Junho 13, 2019
Os Evangelhos foram escritos algumas décadas após a morte e ressurreição de Jesus Cristo, pelos crentes daqueles dias. Graças aos relatos da história de Jesus encontrados nesses livros, Sua vida, Suas palavras, Suas ações e Sua promessa de salvação foram preservadas e compartilhadas vezes sem conta ao longo dos séculos. Lemos hoje os mesmos Evangelhos com os quais aprenderam seus primeiros leitores, há dois mil anos.
Os historiadores datam os três primeiros Evangelhos — Mateus, Marcos, e Lucas — entre 45 e 69 d.C. e o último, João, em cerca de 90 d.C. Os três primeiros são denominados Evangelhos Sinópticos, pois, postos lado a lado em três colunas paralelas, suas semelhanças e diferenças podem ser facilmente observadas.
Não há como garantirem, mas os estudiosos de um modo geral apontam o Evangelho segundo Marcos como o primeiro a ser escrito, seguido de Mateus e Lucas. O consenso entre os acadêmicos é que Mateus e Lucas tiveram acesso ao texto de Marcos quando escreveram os seus, e que ambos tiveram outra fonte de consulta em comum. Além disso, Mateus dispunha de recursos independentes aos quais Lucas não tinha acesso, que, por sua vez, contava com suas próprias fontes.
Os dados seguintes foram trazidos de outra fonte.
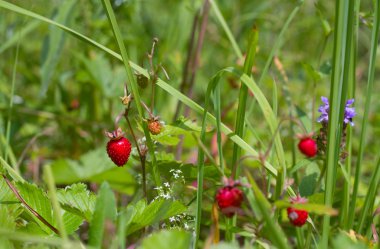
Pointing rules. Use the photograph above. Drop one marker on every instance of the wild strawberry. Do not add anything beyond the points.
(154, 126)
(118, 148)
(308, 146)
(297, 217)
(229, 199)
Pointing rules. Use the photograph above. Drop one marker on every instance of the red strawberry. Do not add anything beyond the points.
(154, 126)
(118, 148)
(308, 147)
(297, 217)
(229, 200)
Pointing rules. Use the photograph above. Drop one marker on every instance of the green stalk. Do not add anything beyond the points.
(338, 92)
(239, 125)
(9, 122)
(218, 126)
(344, 217)
(370, 198)
(133, 86)
(371, 75)
(54, 201)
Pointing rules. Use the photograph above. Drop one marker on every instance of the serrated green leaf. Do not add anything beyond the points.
(156, 211)
(78, 200)
(105, 209)
(94, 166)
(37, 199)
(71, 222)
(175, 239)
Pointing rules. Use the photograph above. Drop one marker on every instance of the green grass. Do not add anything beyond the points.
(261, 66)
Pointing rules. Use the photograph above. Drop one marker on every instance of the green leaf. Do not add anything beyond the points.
(105, 209)
(71, 222)
(37, 199)
(305, 120)
(78, 200)
(175, 239)
(156, 211)
(308, 182)
(94, 166)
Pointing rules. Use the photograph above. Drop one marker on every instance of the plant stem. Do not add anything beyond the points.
(34, 212)
(54, 201)
(141, 156)
(135, 92)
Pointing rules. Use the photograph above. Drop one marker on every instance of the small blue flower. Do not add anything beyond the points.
(349, 112)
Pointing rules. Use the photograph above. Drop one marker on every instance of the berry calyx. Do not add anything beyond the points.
(118, 148)
(297, 217)
(154, 126)
(229, 199)
(308, 146)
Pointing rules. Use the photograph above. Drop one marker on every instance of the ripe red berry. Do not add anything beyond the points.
(297, 217)
(308, 147)
(154, 126)
(229, 200)
(118, 148)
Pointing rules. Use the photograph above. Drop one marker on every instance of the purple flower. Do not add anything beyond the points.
(349, 112)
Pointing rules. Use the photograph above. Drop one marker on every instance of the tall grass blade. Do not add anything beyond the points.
(277, 235)
(369, 91)
(243, 94)
(338, 95)
(367, 211)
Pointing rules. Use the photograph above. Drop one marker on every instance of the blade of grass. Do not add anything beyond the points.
(210, 118)
(369, 199)
(13, 173)
(133, 85)
(371, 75)
(338, 96)
(345, 216)
(277, 235)
(9, 122)
(165, 86)
(30, 26)
(218, 116)
(270, 119)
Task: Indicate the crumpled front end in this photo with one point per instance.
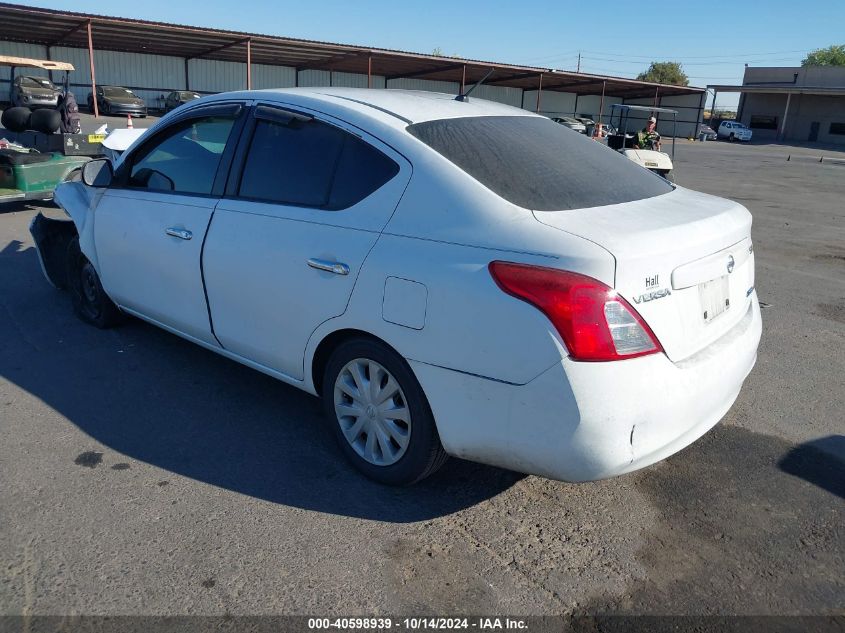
(51, 238)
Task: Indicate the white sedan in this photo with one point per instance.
(450, 277)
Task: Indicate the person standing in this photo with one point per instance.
(648, 138)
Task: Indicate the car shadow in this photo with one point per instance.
(150, 396)
(821, 462)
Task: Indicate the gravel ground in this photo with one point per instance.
(144, 475)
Isso explica a grande similaridade entre os conteúdos nos Evangelhos Sinópticos.
O Evangelho segundo João, escrito décadas após os outros três, não segue o mesmo padrão dos demais. Apesar de se assemelhar aos sinópticos em linhas gerais, possui peculiaridades no que diz respeito ao conteúdo, estilo e composição que o distinguem dos outros Evangelhos. Em vez de contar sobre o nascimento de Jesus ou relacionar Sua genealogia, como fizeram Mateus e Lucas, João explica a vinda de Jesus ao mundo como a manifestação da Palavra de Deus que se fez carne (adotando corpo humano). Em vez de recontar as parábolas de Jesus, registra Seus ensinamentos por meio de diálogos longos. João não dispõe os acontecimentos em uma ordem diferente da apresentada nos Evangelhos Sinópticos.
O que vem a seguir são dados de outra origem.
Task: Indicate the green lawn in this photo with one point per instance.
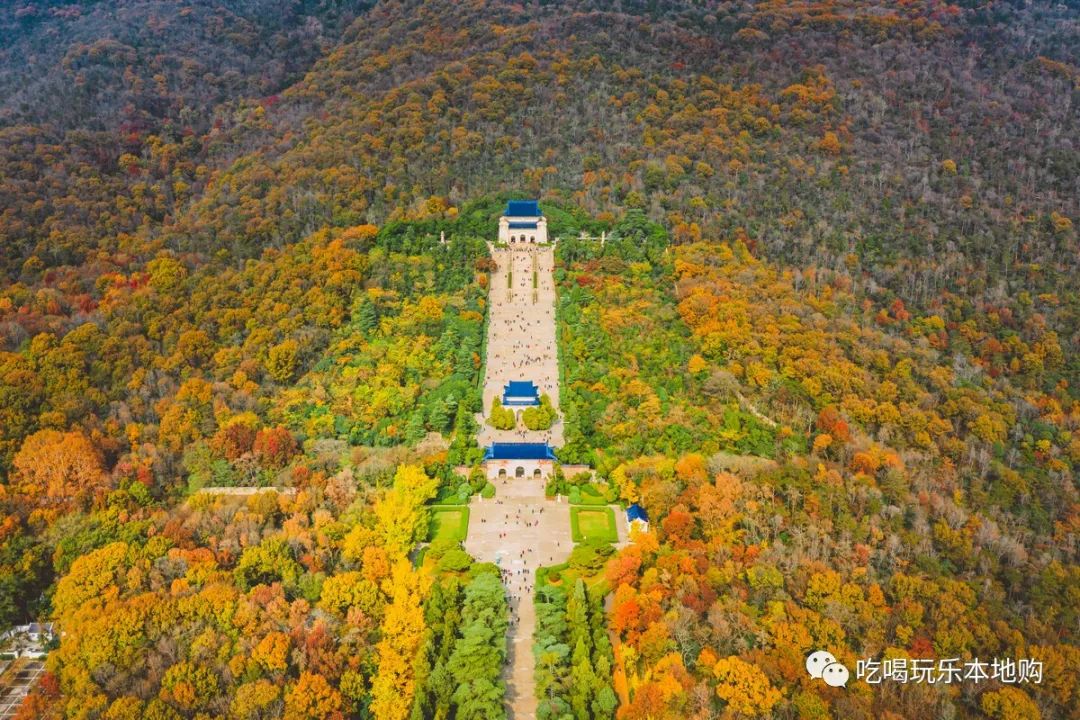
(448, 522)
(593, 524)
O propósito dos evangelistas não era fazer um relato detalhado da vida de Jesus. Em vez de pormenorizarem as ações de Jesus, muitas vezes as resumem em frases, como: “Curou a todos” ou “Viajou pelas cidades e aldeias ensinando e pregando.”[1] Ao concluir o Evangelho que escreveu, João afirmou que Jesus fizera muitas outras coisas que ele não incluíra no livro.[2] Os evangelistas apenas descrevam as partes da vida de Jesus que julgaram mais eficazes para informar aos leitores quem Ele era, o que pregou e o significado de Sua morte, Sua ressurreição e nossa salvação. O propósito principal era dar a boa notícia, atrair os outros à fé em Jesus, prover os recursos para ensinar aos novos convertidos sobre Ele e a mensagem que pregou, para que, por sua vez, ensinassem aos outros.
Antes de os Evangelhos serem escritos, boa parte do seu conteúdo era divulgado oralmente. Esse era o método mais usado na educação na antiguidade, em particular em Israel, o que permitia às pessoas recontar ensinamentos extensos, bem mais que os quatro Evangelhos reunidos.[3]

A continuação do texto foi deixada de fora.